Response –If we should be fortunate enough to be the host community for a casino in the Quinte region,I feel the benefits outweigh the negative aspects.The revenue that would be generated by the casino could be essential to pay for other services in our community.It could also create more business for our hotels and restaurants.With a casino we are also bringing in tourist to our city and of course revenue into the city.

 

9. Who should pay for upgrades to the Yardmen Arena?

How important do you think it is that the Bulls remain in Belleville?

Response – Upgrades to the Yardman Arena will have to be made but in my opinion it will have to be a mix of public and private partnerships to make it cost effective and to eliminate any major tax burden to our own municipality.

I feel that the Bulls should remain in Belleville because they started here and do play a fundamentally vital role to our tourism and sports community.We must find a way to assist the team in finalizing to make it financially viable for all parties to remain in our city.We are fortunate enough be blessed with an OHL team in our community and we must not lose it.

 

10. We heard complaints from people in Thurlow that it’s the forgotten part of this city, especially when it comes to city services.

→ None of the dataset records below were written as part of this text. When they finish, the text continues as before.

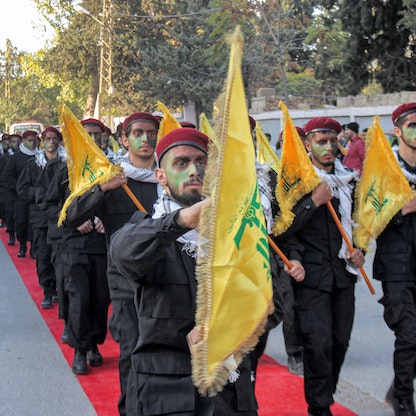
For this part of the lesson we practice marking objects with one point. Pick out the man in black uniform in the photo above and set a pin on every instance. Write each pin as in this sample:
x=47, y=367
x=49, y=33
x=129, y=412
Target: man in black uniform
x=395, y=266
x=12, y=170
x=84, y=258
x=139, y=136
x=159, y=254
x=324, y=300
x=26, y=189
x=8, y=195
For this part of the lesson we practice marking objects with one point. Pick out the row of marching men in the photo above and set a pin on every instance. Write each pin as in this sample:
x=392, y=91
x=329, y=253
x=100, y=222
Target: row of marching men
x=323, y=274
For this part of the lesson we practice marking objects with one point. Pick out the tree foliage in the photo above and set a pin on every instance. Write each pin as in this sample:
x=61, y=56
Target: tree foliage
x=175, y=51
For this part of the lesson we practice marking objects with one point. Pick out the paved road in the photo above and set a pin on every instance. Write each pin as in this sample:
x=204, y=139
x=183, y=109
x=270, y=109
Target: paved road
x=36, y=379
x=368, y=370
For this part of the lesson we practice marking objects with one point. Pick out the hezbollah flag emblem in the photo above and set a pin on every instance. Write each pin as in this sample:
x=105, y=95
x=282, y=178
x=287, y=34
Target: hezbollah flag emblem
x=233, y=269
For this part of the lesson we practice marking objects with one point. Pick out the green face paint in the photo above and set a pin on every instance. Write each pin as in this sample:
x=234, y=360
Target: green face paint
x=185, y=178
x=409, y=136
x=177, y=177
x=321, y=150
x=137, y=142
x=51, y=145
x=29, y=144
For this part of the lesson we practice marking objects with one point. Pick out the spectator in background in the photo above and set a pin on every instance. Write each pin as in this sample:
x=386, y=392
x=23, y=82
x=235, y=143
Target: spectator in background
x=355, y=155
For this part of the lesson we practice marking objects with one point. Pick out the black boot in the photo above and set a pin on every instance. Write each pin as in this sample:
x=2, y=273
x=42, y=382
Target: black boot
x=79, y=365
x=32, y=252
x=47, y=298
x=94, y=357
x=22, y=250
x=64, y=336
x=12, y=239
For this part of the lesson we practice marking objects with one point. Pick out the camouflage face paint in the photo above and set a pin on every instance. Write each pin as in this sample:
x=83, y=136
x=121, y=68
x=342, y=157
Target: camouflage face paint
x=409, y=135
x=322, y=150
x=136, y=143
x=29, y=143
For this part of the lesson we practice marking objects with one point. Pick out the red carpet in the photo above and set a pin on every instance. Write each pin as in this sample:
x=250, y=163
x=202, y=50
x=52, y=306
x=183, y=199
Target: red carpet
x=279, y=393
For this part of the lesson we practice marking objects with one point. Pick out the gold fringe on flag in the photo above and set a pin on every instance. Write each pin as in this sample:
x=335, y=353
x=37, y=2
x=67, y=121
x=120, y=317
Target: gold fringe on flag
x=233, y=267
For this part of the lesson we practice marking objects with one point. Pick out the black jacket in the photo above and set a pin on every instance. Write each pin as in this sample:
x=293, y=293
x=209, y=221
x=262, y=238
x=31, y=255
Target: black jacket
x=318, y=243
x=145, y=251
x=116, y=209
x=395, y=258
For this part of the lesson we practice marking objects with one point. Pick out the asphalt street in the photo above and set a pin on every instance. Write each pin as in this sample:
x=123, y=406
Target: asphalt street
x=37, y=381
x=36, y=378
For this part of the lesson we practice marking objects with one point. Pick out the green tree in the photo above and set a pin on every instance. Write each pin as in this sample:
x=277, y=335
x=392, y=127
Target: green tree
x=378, y=42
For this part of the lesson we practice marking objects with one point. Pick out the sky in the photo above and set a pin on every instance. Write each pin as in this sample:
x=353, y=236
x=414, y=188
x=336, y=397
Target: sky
x=18, y=23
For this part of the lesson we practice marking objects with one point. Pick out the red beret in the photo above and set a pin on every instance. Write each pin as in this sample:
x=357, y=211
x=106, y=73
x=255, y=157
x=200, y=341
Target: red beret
x=322, y=124
x=30, y=133
x=402, y=111
x=182, y=136
x=147, y=117
x=187, y=124
x=300, y=131
x=94, y=122
x=54, y=130
x=252, y=123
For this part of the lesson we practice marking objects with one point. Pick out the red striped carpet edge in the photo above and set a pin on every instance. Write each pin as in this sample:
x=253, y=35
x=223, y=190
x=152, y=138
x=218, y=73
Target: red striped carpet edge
x=279, y=393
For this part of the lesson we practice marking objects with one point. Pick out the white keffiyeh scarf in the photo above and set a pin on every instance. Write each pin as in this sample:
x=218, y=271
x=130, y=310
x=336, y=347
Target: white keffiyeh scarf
x=411, y=177
x=26, y=151
x=164, y=205
x=41, y=159
x=342, y=186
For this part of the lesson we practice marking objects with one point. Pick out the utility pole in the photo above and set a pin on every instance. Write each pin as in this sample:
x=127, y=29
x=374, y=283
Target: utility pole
x=106, y=63
x=105, y=86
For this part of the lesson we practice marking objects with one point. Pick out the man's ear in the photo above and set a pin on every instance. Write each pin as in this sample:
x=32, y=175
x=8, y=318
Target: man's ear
x=161, y=176
x=125, y=141
x=397, y=131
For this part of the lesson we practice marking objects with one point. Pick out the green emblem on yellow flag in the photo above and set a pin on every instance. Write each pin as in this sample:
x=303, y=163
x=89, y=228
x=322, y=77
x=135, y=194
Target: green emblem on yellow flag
x=382, y=190
x=87, y=164
x=233, y=268
x=296, y=177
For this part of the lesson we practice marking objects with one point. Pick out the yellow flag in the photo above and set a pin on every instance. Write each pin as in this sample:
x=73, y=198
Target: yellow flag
x=168, y=122
x=265, y=153
x=115, y=145
x=207, y=129
x=233, y=270
x=382, y=190
x=87, y=164
x=296, y=177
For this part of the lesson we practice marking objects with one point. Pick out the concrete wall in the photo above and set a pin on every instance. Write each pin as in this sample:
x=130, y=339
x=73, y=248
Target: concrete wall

How do you respond to those complaints?

Response –I realize that many people in Thurlow feel forgotten and not part of Belleville,we must work to repair our relationship with all citizens in all parts of the city recognizing that even though Thurlow is unique in its own way and faces its own challenges.There is only one Belleville and we all belong to it.So it is time to stop and put aside any misconceptions, we all require adequate services as we pay into them and despite the electoral boundaries and the ward system we all should represent the concerns of all our citizens around the table.